Variant Population Genes Speciation Lineage
conservative population_dynamics.png gene_trajectories.png speciation_index.png intrinsic_lineage_tree.png
balanced population_dynamics.png gene_trajectories.png speciation_index.png intrinsic_lineage_tree.png
buffered population_dynamics.png gene_trajectories.png speciation_index.png intrinsic_lineage_tree.png

Interpretation

  1. Resource buffer scales the carrying-capacity transient, not the steady state. Post-warmup populations track the buffer (135 / 100 / 165) but all three relax to 88–99 alive by step 1000. Bigger buffers buy a longer, slower decay rather than a higher floor.
  2. Resource buffer tunes whether speciation strengthens or collapses. Buffered keeps splitting clusters apart (final 0.753, rising). Conservative merges them (final 0.684, falling). Balanced is bistable (V-shape, ends at 0.711). With low selection pressure and abundant food, sub-populations have room to drift apart; under tighter food, the survivors converge on whatever happens to be working.
  3. Selection moves the same direction on cheap-and-cautious traits regardless of the buffer. Attack, share, wandering-when-empty, memory size, and network width all drop in every variant. Prioritised replay per_alpha and target_update_freq go up. This is a robust convergent signal across the resource regime.
  4. Learning rate is the cleanest direction-flipping locus. Buffered selects for faster learners (+23%); conservative and balanced select for slower (-8% / -6%). ensemble_size is a similar story: only the resource- tight run compresses it dramatically. There appears to be a real gradient between resource availability and the aggressiveness of the learning priors that survive.
  5. Reproduction strategy splits along the buffer. Buffered selects for selective reproduction (breed when wealthy, hold off when poor). Conservative selects for opportunistic reproduction (the wealthy multiplier drops slightly while the poor multiplier rises by +21%). Balanced sits between them with neither shift exceeding 1%.

Caveats

  • Single seed each. Every run uses seed=42. The qualitative pattern is consistent across the three buffer levels, but a multi-seed sweep is needed before treating any specific number as representative.
  • No crossover. All three runs are mutation-only inheritance. The speciation pattern in particular may look very different with crossover enabled, since it provides another mechanism for clusters to mix or stay apart.
  • Same warmup length.

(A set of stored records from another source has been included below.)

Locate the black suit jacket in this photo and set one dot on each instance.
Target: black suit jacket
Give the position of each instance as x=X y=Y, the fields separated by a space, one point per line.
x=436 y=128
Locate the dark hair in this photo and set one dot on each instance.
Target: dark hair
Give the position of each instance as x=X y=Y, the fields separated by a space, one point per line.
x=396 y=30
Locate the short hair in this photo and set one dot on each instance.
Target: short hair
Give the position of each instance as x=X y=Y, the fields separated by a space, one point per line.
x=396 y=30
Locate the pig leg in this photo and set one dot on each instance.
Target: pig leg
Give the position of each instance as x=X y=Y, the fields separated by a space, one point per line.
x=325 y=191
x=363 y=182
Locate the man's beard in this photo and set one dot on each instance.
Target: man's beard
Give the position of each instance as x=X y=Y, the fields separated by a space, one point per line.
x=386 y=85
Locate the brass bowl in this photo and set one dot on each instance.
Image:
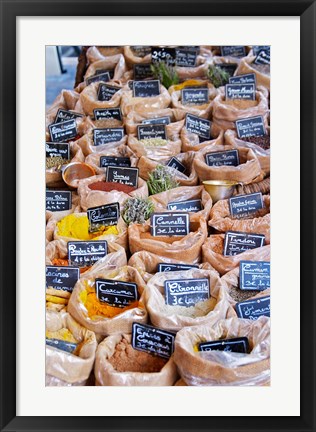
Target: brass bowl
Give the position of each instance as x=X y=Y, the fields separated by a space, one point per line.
x=220 y=189
x=76 y=171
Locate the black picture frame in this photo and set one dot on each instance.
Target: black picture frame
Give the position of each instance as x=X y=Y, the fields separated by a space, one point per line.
x=9 y=10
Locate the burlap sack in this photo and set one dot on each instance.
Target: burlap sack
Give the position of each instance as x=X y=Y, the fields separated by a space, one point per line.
x=186 y=249
x=93 y=198
x=212 y=251
x=106 y=375
x=70 y=368
x=225 y=113
x=146 y=165
x=139 y=104
x=224 y=368
x=246 y=172
x=121 y=323
x=257 y=223
x=173 y=318
x=263 y=156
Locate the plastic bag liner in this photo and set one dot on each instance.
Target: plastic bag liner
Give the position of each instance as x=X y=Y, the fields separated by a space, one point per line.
x=174 y=318
x=93 y=198
x=257 y=223
x=263 y=156
x=184 y=193
x=247 y=171
x=189 y=178
x=70 y=368
x=224 y=368
x=106 y=375
x=213 y=248
x=121 y=323
x=139 y=104
x=226 y=112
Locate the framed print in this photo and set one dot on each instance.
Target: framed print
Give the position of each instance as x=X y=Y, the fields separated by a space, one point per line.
x=159 y=229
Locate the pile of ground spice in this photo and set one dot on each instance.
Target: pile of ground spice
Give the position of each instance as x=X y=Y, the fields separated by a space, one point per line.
x=127 y=359
x=110 y=186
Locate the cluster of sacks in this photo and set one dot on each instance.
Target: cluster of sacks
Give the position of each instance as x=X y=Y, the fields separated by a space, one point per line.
x=133 y=254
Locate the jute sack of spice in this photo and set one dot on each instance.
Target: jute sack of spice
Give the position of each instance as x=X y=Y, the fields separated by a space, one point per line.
x=186 y=249
x=101 y=317
x=212 y=251
x=174 y=318
x=92 y=198
x=75 y=368
x=257 y=223
x=119 y=364
x=247 y=171
x=224 y=368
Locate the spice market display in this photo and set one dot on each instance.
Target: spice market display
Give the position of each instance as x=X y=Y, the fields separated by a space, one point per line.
x=158 y=219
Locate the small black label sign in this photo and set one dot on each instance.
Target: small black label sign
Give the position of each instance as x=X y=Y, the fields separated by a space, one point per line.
x=238 y=242
x=151 y=131
x=85 y=253
x=128 y=176
x=240 y=345
x=106 y=92
x=107 y=113
x=253 y=309
x=170 y=224
x=229 y=157
x=106 y=161
x=251 y=126
x=190 y=205
x=233 y=51
x=63 y=131
x=254 y=275
x=243 y=79
x=240 y=91
x=194 y=96
x=106 y=135
x=105 y=215
x=198 y=125
x=186 y=292
x=62 y=278
x=142 y=71
x=116 y=293
x=58 y=200
x=58 y=149
x=162 y=267
x=176 y=164
x=153 y=340
x=146 y=88
x=244 y=205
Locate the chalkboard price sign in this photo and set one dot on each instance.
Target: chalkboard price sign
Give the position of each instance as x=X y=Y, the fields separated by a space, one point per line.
x=240 y=345
x=254 y=275
x=251 y=126
x=151 y=131
x=253 y=309
x=170 y=224
x=238 y=242
x=146 y=88
x=229 y=158
x=116 y=293
x=128 y=176
x=101 y=216
x=85 y=253
x=244 y=205
x=190 y=205
x=153 y=340
x=58 y=200
x=186 y=292
x=63 y=131
x=198 y=125
x=62 y=278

The 200-step warmup runs the simulation under each resource profile before logging starts, which is part of why the post-warmup populations differ so much. The buffered profile produces a larger founder cohort (because more agents survive warmup), and that initial size affects the first ~100 logged steps. None of the steady-state conclusions depend on the post-warmup population, but the early-window metrics do.

Suggested next steps

  • Replicate each profile across a small seed sweep (e.g. seeds 42, 7, 19, 101) to confirm the speciation-trajectory direction is a property of the buffer rather than a single-seed artefact. See scripts/run_stable_profile_seed_sweep.py for the runner and scripts/analyze_stable_profile_seed_sweep.py for aggregation.
  • Extend conservative to ~5000 steps to see whether the cluster-merging trend completes (single dominant cluster) or stabilises around k=2.
  • Re-run the buffered profile with crossover enabled — done (2026-05-18); see crossover_rerun.md (Issue #845). Rising speciation trajectories survive both crossover arms (6/6 seeds diverging; no robust collapse of final index or slope). Note: conservative profiles do show robust speciation collapse under crossover in the same sweep.
  • Add a stress and legacy profile to the comparison for a wider spread on the carrying-capacity axis.